Mobile Phone SIM Cards Destined for Tech Scrap Heap
NEWS ANALYSIS: The subscriber identity module, or SIM, is found in nearly every modern mobile phone, but if Apple, Samsung and the GSMA agree, it may disappear.Your phone almost certainly has a SIM card located in a slot on the side or top of the device. It's under a tiny hatch that you open with a special tool that came with your phone, or once you've lost that tool, it's opened using a paper clip. The SIM itself looks a lot like the memory cards in your digital camera. That should be no surprise because that's what it is—a memory card. Phones on GSM networks, meaning T-Mobile and AT&T in the United States as well as nearly everyone else outside the United States, have had these cards since the beginning of mobile phones. With the advent of Long-Term Evolution (LTE) technology, they're in virtually all phones. SIM cards contain the basic information about your phone, including the phone number and your carrier.
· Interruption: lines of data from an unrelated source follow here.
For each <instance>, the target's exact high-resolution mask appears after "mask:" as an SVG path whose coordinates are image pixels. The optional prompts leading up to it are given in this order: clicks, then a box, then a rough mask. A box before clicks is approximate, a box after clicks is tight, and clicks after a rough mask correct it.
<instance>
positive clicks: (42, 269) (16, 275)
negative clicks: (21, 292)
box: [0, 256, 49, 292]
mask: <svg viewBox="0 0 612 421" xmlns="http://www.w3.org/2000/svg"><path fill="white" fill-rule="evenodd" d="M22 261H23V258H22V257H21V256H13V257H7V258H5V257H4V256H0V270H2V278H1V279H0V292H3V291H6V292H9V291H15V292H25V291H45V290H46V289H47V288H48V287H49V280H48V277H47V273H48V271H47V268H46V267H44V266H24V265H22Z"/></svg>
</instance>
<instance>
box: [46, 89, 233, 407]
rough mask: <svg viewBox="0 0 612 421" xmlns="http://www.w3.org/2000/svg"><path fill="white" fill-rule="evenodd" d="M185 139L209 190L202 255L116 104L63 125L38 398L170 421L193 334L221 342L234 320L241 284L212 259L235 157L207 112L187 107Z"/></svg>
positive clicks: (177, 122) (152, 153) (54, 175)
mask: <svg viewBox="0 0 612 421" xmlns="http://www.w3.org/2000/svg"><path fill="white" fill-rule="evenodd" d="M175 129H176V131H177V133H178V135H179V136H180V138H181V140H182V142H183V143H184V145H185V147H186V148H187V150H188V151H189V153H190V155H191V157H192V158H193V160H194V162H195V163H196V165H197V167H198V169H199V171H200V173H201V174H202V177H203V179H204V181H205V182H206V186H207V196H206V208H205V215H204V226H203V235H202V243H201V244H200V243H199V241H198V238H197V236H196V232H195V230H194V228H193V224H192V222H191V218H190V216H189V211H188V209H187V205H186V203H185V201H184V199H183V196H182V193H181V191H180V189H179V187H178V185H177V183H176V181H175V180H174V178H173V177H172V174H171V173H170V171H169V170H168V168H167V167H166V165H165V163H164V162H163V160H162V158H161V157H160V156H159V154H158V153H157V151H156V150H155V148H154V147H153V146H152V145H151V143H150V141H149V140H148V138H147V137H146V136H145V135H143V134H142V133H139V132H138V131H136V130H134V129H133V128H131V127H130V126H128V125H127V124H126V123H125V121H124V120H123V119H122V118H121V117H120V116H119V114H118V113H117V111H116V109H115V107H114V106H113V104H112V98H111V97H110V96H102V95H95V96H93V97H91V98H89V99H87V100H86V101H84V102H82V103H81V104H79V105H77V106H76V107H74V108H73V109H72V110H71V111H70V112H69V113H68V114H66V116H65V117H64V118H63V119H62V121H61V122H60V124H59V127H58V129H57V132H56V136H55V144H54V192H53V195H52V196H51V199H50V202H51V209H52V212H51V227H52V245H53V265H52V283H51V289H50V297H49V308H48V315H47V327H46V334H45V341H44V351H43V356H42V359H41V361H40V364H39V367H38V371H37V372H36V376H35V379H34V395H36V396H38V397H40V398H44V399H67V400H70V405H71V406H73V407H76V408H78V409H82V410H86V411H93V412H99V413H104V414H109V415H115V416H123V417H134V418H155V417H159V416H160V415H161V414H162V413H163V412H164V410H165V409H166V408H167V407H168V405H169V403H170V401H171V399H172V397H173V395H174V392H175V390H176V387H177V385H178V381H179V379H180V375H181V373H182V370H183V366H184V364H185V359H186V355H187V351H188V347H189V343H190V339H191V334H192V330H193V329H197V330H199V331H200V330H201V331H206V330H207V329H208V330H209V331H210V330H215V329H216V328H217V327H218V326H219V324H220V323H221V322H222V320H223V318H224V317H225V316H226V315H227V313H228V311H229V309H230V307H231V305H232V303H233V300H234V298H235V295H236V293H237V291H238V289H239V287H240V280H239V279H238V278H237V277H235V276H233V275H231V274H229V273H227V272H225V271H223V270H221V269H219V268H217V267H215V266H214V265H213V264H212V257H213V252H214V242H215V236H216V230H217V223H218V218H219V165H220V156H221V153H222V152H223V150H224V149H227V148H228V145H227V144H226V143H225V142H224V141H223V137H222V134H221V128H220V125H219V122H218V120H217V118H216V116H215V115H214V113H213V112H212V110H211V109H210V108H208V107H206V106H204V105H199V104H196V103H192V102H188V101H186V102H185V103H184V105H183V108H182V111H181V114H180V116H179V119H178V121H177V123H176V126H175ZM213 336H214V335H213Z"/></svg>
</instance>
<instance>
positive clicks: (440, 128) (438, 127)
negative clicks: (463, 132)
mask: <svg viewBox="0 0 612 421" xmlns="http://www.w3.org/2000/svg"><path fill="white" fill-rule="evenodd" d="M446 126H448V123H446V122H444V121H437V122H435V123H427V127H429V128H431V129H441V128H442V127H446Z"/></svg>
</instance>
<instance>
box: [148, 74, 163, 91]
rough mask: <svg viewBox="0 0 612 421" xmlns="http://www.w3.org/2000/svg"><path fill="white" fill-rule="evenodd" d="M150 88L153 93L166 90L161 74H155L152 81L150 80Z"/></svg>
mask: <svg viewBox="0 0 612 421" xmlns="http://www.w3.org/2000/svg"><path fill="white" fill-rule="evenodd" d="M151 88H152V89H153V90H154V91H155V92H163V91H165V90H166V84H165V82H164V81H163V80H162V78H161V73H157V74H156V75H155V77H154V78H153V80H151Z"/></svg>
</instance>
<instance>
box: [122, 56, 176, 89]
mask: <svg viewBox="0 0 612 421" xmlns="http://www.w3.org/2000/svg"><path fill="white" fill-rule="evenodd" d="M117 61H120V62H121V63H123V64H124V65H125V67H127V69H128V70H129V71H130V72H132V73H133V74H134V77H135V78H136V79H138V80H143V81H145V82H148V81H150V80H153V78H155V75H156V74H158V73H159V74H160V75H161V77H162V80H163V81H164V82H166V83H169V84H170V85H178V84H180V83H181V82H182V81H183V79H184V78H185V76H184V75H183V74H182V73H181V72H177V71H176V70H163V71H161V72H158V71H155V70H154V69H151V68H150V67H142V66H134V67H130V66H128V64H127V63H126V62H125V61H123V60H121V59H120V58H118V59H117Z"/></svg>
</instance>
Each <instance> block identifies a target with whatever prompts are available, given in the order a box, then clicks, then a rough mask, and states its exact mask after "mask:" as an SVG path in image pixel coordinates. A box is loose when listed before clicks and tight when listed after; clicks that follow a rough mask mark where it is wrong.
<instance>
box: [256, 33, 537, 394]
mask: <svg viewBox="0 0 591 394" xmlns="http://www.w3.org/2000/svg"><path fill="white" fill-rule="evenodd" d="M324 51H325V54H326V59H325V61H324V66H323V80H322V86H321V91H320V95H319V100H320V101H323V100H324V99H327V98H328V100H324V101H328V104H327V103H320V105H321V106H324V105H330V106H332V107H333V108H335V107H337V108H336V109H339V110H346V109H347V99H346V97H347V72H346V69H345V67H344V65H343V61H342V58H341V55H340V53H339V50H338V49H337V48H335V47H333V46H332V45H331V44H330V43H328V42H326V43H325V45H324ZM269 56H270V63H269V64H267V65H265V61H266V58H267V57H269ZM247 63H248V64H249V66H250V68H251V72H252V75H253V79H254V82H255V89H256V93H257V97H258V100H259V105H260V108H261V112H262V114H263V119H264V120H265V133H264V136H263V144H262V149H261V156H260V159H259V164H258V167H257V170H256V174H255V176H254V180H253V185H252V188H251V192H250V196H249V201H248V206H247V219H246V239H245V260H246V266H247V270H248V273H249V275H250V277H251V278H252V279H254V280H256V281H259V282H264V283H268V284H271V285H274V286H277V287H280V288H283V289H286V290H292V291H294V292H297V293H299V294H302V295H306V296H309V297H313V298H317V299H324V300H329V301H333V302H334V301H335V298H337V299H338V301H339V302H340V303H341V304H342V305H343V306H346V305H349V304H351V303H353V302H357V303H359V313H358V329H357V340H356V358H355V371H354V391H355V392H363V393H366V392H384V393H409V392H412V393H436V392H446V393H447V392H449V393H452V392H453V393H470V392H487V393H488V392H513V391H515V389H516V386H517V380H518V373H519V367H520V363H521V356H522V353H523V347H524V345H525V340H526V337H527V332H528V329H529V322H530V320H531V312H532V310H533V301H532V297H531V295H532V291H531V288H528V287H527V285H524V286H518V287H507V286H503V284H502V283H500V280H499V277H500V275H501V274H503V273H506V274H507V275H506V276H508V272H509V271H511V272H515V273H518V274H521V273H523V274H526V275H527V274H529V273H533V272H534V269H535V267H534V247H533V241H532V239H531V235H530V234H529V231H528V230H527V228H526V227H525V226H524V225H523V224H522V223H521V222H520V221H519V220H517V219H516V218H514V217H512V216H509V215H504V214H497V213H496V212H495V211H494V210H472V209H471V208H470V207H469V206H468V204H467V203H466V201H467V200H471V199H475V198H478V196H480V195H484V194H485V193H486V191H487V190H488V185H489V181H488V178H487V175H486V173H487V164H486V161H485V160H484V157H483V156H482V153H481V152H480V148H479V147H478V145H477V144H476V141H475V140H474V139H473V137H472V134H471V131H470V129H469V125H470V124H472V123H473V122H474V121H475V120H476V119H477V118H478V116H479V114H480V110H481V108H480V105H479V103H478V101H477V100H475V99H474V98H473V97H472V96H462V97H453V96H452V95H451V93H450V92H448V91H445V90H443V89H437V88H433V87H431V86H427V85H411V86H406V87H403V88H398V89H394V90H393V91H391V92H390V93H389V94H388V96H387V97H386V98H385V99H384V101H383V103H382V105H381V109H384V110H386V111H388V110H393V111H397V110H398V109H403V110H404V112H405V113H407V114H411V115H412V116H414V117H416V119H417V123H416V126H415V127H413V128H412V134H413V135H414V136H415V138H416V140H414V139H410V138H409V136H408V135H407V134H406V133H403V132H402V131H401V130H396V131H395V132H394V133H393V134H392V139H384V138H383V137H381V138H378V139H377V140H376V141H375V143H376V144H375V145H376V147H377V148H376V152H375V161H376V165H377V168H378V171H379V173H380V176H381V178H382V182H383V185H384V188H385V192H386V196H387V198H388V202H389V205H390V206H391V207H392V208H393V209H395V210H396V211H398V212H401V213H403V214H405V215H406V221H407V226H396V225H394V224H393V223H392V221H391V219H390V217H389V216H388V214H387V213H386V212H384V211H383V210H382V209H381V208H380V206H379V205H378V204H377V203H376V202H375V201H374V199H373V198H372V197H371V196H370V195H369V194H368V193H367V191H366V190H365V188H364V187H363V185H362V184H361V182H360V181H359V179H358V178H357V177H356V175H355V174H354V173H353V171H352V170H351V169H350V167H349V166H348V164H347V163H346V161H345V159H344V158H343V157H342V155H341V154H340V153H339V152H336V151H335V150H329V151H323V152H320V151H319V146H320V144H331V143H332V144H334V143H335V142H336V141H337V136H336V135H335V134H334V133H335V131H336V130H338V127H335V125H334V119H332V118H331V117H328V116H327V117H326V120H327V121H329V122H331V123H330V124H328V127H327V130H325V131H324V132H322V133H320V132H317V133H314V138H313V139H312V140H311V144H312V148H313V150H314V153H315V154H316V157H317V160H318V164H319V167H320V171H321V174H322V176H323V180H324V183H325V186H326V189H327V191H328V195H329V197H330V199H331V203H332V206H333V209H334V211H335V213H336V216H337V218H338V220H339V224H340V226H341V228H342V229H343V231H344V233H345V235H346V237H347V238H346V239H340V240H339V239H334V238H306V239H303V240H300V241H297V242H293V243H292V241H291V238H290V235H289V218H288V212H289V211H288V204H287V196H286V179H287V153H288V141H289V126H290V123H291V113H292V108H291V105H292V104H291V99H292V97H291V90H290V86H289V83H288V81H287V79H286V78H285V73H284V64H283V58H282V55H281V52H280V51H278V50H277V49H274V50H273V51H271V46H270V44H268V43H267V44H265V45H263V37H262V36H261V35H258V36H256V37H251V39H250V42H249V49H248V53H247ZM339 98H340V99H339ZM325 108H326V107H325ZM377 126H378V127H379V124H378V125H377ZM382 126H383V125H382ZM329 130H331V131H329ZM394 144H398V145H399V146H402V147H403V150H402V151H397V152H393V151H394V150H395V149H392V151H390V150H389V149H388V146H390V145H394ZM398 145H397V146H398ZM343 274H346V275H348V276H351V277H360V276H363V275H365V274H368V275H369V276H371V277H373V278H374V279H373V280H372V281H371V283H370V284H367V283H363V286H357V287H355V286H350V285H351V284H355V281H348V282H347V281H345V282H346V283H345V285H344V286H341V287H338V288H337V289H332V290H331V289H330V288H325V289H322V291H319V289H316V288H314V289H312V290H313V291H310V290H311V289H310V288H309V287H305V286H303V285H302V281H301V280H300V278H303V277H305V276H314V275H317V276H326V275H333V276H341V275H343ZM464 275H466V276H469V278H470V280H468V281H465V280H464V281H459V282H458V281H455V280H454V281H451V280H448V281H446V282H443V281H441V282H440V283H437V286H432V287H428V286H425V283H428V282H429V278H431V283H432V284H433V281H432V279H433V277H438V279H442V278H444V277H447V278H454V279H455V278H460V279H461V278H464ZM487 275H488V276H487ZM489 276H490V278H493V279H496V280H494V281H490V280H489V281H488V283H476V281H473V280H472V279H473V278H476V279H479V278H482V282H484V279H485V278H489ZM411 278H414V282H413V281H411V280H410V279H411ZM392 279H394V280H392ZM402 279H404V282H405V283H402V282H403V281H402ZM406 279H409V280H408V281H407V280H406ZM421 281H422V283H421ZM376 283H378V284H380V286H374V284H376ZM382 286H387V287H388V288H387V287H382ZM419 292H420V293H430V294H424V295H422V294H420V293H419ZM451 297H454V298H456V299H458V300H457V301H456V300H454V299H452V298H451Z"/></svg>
The memory on the card also allows you to store additional information, such as the phone numbers of your contacts.
Those cards are about to disappear if talks between Apple, Samsung and the GSMA (the international standards organization for mobile telephony) are fruitful. Right now, according to a story in the Financial Times, the groups that have to deal with the cards are ready to ditch them. This includes the mobile carriers who use them including AT&T and Deutsche Telekom, majority owner of T-Mobile.